En ce sens, la téléophobie suggère que par-delà les grands projets de la "vie adulte" (booster sa carrière, s'engager dans une relation et autres joyeusetés exigeant de "lourdes responsabilités" sans forcément avoir de "grands pouvoirs") demeure une anxiété plus minimaliste et détaillée, associée à ces "petits riens" qui font les grands maux. Ce n'est pas anodin si Anne Peterson intitule cela "la paralysie des courses". A en lire l'experte, la téléophobie correspond à cet épuisement que suscite chez beaucoup d'anonymes le fait d'établir des listes (sans rien oublier) avant de décoller direction le supermarché - le genre de samedis après-midi que l'on déteste tant.
Ce qui rend cette phobie si invisible est justement son caractère quotidien et banalisé, à l'image de toutes les corvées qui régulent nos semaines - rythmées par la ritournelle du "métro-boulot-dodo". Finalement, c'est entre l'ennui et la frénésie de nos journées que s'immisce cette curieuse anxiété. Au creux d'émotions contradictoires. Et, à travers cette anxiété émerge une certaine peur du vide. Non pas que les projets en question soient inexistants, mais leur valeur, elle, peut l'être. Or, l'on se tord peut-être plus volontiers le bide "pour rien" lorsque nos projets sont aussi dépourvus de sens... qu'une liste de courses tristoune.
Le souci, c'est qu'avoir peur de faire des projets revient à avoir peur des changements positifs qu'ils peuvent représenter ou provoquer. Ce qui nous coincerait dans un état de stagnation pas très agréable. Craindre les "petits" projets implique forcément de fuir les grands. Or, pour l'un des téléophobes anonymes interrogés par Stylist, cela implique de reculer pour mieux sauter. "Lorsque nous évitons quelque chose qui nous rend anxieux, cela ne sert qu'à nous rendre plus effrayés lorsque nous devons le faire", médite-t-il. Bien souvent, un projet correspond à une échéance inévitable et l'esquive est vaine. Mais alors, comment affronter cette peur du lendemain ?
Les solutions dépendent évidemment de votre sensibilité. Quelques idées nous viennent cependant à l'esprit. Comme mettre en sourdine ses réseaux sociaux par exemple. Histoire d'éviter les longs échanges pressants, les plannings numériques et tout le "bruit" qui va avec. Mieux vaut poser les choses à plat : sur papier, en noircissant son carnet. L'idéal pour en revenir à l'essentiel et ne pas voir son attention constamment détournée.

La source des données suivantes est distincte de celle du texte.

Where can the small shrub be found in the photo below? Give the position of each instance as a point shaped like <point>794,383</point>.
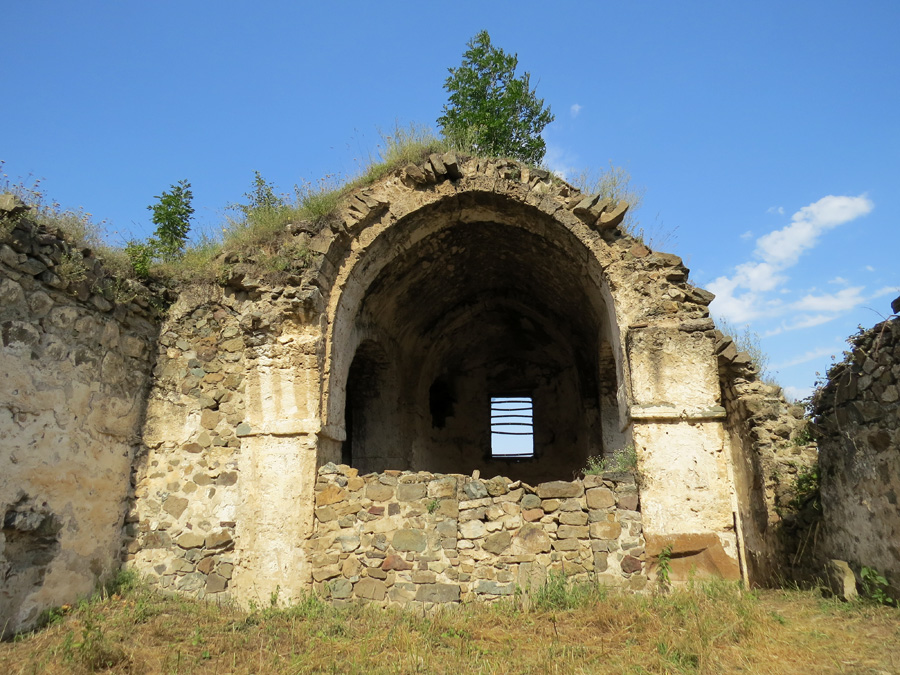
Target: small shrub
<point>749,341</point>
<point>806,488</point>
<point>71,267</point>
<point>558,592</point>
<point>664,568</point>
<point>622,460</point>
<point>875,586</point>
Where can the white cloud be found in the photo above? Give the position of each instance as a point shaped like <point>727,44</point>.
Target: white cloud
<point>740,297</point>
<point>785,246</point>
<point>811,355</point>
<point>802,321</point>
<point>559,161</point>
<point>842,301</point>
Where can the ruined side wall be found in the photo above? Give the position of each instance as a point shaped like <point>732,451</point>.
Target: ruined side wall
<point>223,484</point>
<point>74,367</point>
<point>857,424</point>
<point>768,455</point>
<point>401,537</point>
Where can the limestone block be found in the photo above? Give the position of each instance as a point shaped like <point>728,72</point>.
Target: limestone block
<point>437,593</point>
<point>560,490</point>
<point>600,498</point>
<point>371,589</point>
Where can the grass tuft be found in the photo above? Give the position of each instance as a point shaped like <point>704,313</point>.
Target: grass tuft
<point>704,627</point>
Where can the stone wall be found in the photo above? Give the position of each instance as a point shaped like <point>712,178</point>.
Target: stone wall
<point>768,454</point>
<point>403,537</point>
<point>857,424</point>
<point>75,363</point>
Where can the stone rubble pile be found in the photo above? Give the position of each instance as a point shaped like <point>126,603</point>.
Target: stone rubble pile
<point>400,537</point>
<point>857,425</point>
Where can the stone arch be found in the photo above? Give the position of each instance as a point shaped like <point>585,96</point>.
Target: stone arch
<point>598,302</point>
<point>449,275</point>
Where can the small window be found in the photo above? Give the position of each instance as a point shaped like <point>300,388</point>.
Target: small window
<point>512,427</point>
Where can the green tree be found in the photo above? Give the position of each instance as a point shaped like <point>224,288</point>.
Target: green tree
<point>172,217</point>
<point>490,111</point>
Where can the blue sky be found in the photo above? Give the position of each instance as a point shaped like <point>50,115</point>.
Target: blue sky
<point>766,134</point>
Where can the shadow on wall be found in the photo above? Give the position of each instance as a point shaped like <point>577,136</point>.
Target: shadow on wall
<point>29,541</point>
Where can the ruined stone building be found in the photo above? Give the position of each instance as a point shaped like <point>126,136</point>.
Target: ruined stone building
<point>335,433</point>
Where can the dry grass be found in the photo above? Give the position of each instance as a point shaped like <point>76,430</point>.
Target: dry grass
<point>704,629</point>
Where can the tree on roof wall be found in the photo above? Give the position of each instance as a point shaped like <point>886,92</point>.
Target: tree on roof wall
<point>490,111</point>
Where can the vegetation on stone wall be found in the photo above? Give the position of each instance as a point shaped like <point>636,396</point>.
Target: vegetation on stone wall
<point>706,627</point>
<point>490,111</point>
<point>267,231</point>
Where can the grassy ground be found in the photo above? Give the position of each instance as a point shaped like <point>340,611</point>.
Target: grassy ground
<point>704,629</point>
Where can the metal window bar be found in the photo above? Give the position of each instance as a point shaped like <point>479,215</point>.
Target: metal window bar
<point>512,417</point>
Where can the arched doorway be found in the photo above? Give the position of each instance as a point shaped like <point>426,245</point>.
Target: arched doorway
<point>478,298</point>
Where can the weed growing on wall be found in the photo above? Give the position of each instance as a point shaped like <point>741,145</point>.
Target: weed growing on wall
<point>748,340</point>
<point>622,460</point>
<point>875,586</point>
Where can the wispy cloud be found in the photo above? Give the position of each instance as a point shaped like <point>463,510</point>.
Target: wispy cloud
<point>806,357</point>
<point>802,321</point>
<point>797,393</point>
<point>843,300</point>
<point>560,161</point>
<point>742,296</point>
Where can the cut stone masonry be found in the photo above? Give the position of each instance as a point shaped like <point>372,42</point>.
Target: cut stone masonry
<point>227,424</point>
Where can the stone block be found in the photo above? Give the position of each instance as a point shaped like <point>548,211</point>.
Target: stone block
<point>370,589</point>
<point>442,488</point>
<point>437,593</point>
<point>572,532</point>
<point>487,587</point>
<point>328,572</point>
<point>600,498</point>
<point>395,562</point>
<point>630,564</point>
<point>559,490</point>
<point>410,492</point>
<point>605,530</point>
<point>472,529</point>
<point>220,539</point>
<point>215,583</point>
<point>573,518</point>
<point>530,501</point>
<point>379,492</point>
<point>840,580</point>
<point>628,502</point>
<point>409,540</point>
<point>531,538</point>
<point>330,495</point>
<point>475,489</point>
<point>497,543</point>
<point>175,506</point>
<point>341,588</point>
<point>190,540</point>
<point>532,515</point>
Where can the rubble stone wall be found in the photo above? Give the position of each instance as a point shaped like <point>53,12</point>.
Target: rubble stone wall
<point>401,537</point>
<point>75,360</point>
<point>857,424</point>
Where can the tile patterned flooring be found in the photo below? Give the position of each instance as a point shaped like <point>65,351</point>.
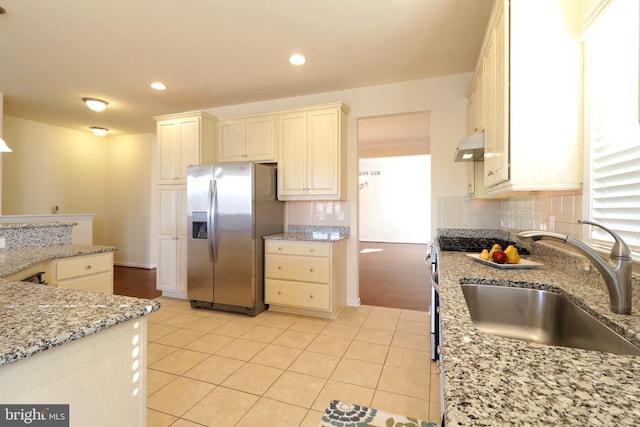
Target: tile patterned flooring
<point>208,368</point>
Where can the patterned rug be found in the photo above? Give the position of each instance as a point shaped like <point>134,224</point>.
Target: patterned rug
<point>341,414</point>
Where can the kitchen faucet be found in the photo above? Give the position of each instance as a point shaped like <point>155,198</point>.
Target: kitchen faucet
<point>617,273</point>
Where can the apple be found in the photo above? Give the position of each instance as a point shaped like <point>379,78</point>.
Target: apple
<point>499,257</point>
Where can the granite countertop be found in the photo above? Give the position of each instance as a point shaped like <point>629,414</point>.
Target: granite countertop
<point>15,260</point>
<point>34,318</point>
<point>494,381</point>
<point>318,236</point>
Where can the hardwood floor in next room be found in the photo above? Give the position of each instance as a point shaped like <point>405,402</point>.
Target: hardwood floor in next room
<point>394,275</point>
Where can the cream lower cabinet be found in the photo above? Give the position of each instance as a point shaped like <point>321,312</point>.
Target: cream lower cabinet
<point>305,277</point>
<point>312,153</point>
<point>87,272</point>
<point>171,277</point>
<point>531,93</point>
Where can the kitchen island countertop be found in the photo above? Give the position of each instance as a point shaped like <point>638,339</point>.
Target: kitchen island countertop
<point>35,317</point>
<point>494,381</point>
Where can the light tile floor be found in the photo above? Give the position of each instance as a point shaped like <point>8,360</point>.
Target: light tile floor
<point>219,369</point>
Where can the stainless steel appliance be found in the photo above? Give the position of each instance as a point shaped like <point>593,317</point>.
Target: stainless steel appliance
<point>230,207</point>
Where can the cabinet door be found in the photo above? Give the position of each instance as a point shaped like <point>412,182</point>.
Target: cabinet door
<point>167,272</point>
<point>167,151</point>
<point>323,152</point>
<point>189,143</point>
<point>292,165</point>
<point>260,143</point>
<point>231,147</point>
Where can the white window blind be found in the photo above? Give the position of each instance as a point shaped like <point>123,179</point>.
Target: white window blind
<point>613,132</point>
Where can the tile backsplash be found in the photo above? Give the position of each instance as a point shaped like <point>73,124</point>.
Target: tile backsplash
<point>320,212</point>
<point>549,212</point>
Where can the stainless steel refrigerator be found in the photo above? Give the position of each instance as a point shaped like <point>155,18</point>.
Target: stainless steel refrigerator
<point>230,207</point>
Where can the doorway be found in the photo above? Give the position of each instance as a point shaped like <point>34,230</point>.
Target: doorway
<point>394,210</point>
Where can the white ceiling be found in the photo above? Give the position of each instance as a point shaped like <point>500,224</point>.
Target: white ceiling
<point>213,53</point>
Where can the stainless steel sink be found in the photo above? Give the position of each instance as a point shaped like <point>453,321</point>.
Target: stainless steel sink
<point>542,317</point>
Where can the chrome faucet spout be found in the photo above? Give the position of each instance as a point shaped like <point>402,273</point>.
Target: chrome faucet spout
<point>617,273</point>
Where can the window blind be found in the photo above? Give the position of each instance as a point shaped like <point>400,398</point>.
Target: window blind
<point>611,82</point>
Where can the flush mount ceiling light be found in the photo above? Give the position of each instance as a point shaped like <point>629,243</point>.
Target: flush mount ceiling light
<point>297,59</point>
<point>4,148</point>
<point>99,131</point>
<point>95,104</point>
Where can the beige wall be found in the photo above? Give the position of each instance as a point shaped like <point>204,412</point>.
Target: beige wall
<point>54,166</point>
<point>82,173</point>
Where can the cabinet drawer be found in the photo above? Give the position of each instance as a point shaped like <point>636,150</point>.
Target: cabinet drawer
<point>305,295</point>
<point>102,282</point>
<point>83,266</point>
<point>299,268</point>
<point>298,248</point>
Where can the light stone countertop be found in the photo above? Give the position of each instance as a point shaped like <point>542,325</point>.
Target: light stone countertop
<point>494,381</point>
<point>319,236</point>
<point>15,260</point>
<point>35,318</point>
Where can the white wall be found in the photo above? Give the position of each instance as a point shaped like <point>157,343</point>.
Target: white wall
<point>395,199</point>
<point>445,97</point>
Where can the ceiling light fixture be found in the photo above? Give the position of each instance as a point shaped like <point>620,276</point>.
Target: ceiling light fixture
<point>4,148</point>
<point>95,104</point>
<point>99,131</point>
<point>297,59</point>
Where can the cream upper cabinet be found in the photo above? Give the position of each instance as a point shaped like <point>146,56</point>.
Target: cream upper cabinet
<point>250,138</point>
<point>531,91</point>
<point>183,140</point>
<point>312,154</point>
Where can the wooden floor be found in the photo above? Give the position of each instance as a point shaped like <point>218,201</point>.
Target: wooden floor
<point>135,282</point>
<point>391,275</point>
<point>394,275</point>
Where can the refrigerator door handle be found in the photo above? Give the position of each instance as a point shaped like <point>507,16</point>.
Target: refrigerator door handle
<point>211,221</point>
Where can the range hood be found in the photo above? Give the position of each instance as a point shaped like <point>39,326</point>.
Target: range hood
<point>471,148</point>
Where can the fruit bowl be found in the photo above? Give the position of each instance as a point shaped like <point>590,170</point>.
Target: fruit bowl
<point>524,263</point>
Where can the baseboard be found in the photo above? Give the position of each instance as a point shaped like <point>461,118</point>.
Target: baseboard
<point>135,265</point>
<point>174,294</point>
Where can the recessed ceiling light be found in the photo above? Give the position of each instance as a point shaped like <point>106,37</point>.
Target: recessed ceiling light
<point>95,104</point>
<point>99,131</point>
<point>297,59</point>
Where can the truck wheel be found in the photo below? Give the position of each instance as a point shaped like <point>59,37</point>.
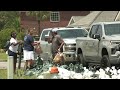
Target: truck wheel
<point>105,62</point>
<point>81,59</point>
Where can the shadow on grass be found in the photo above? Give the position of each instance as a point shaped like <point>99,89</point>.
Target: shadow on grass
<point>18,75</point>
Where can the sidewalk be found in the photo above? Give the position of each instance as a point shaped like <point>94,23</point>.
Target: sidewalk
<point>3,65</point>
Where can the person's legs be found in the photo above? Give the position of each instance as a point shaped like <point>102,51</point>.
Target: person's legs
<point>14,62</point>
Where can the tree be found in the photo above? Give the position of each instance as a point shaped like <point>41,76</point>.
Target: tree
<point>9,19</point>
<point>40,16</point>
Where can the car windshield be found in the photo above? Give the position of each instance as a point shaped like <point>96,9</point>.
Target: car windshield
<point>72,33</point>
<point>111,29</point>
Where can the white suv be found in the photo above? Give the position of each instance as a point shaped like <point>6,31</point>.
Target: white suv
<point>69,35</point>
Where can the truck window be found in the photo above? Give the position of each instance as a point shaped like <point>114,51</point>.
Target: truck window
<point>93,30</point>
<point>44,33</point>
<point>111,29</point>
<point>99,30</point>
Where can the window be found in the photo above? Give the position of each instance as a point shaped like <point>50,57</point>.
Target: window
<point>93,30</point>
<point>99,31</point>
<point>55,17</point>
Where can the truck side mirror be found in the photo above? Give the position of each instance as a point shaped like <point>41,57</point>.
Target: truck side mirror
<point>97,36</point>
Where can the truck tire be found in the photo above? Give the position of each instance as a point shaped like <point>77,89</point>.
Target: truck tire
<point>105,62</point>
<point>81,59</point>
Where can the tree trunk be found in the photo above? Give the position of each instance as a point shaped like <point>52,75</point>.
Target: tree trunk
<point>38,27</point>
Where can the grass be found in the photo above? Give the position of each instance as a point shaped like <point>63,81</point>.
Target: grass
<point>3,57</point>
<point>19,75</point>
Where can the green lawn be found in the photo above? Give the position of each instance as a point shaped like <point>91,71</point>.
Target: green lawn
<point>3,57</point>
<point>19,75</point>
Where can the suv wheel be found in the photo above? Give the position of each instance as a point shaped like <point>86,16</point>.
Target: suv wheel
<point>105,61</point>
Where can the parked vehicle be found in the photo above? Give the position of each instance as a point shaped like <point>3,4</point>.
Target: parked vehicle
<point>69,35</point>
<point>101,46</point>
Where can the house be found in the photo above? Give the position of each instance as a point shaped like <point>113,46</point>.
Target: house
<point>97,16</point>
<point>56,19</point>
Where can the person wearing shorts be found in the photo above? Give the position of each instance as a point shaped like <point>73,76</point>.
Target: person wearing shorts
<point>12,51</point>
<point>28,47</point>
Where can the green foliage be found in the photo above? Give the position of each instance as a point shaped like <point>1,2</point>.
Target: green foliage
<point>9,19</point>
<point>5,35</point>
<point>3,57</point>
<point>20,36</point>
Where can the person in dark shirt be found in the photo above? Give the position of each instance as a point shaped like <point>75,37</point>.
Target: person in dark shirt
<point>29,49</point>
<point>57,43</point>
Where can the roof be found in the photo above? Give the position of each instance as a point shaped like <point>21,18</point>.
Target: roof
<point>87,20</point>
<point>98,16</point>
<point>74,19</point>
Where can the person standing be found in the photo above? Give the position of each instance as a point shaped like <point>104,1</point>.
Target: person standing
<point>57,43</point>
<point>12,51</point>
<point>28,49</point>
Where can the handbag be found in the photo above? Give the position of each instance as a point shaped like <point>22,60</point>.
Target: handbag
<point>58,58</point>
<point>38,49</point>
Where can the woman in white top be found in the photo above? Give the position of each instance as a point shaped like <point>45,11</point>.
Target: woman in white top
<point>13,48</point>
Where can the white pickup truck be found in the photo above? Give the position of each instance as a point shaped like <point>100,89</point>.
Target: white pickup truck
<point>69,35</point>
<point>101,46</point>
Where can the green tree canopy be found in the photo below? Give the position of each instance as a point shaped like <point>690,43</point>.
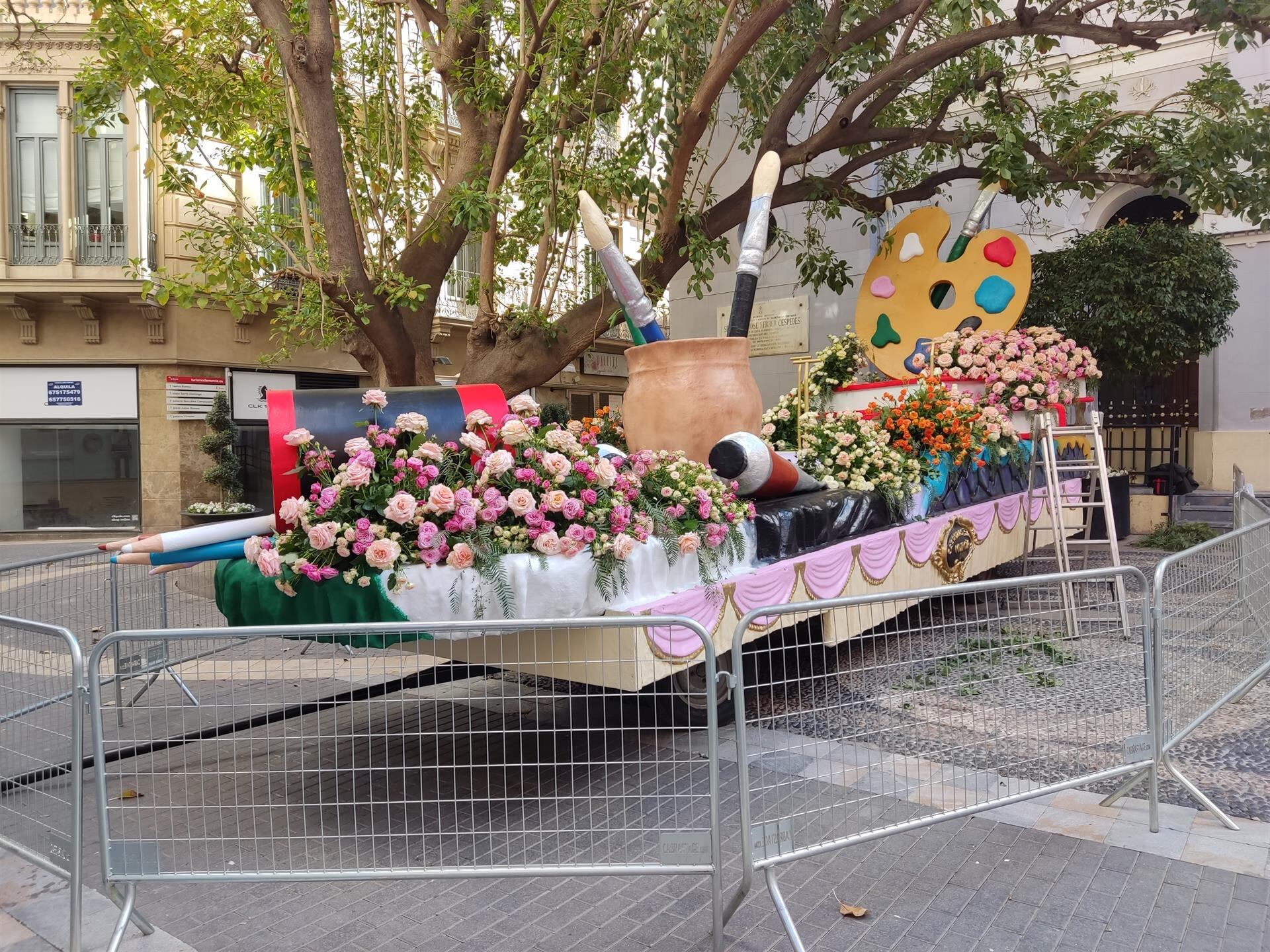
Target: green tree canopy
<point>403,130</point>
<point>1141,298</point>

Une autre option majeure serait de changer de perspective. De prendre un peu de recul sur soi. Et de transformer l'angoisse en "excitation", c'est-à-dire en carburant, et le projet en "challenge". Habile.
Mais l'un des plus efficaces remèdes reste celui-ci : s'accorder une solitude désirée. Se laisser du temps, son heure (ou son week-end) à soi ne peut pas faire de mal, surtout au sein d'environnements métropolitains particulièrement stressants et "accélérés". Pour ce faire, il faut se libérer de bien des pressions sociales. Ne pas céder à l'angoisse. Faire le vide dans sa tête et se focaliser sur des projets plus accessibles et personnels. Un processus mental qui n'a rien d'évident, mais au bout duquel se planque une certaine paix intérieure. On croise les doigts.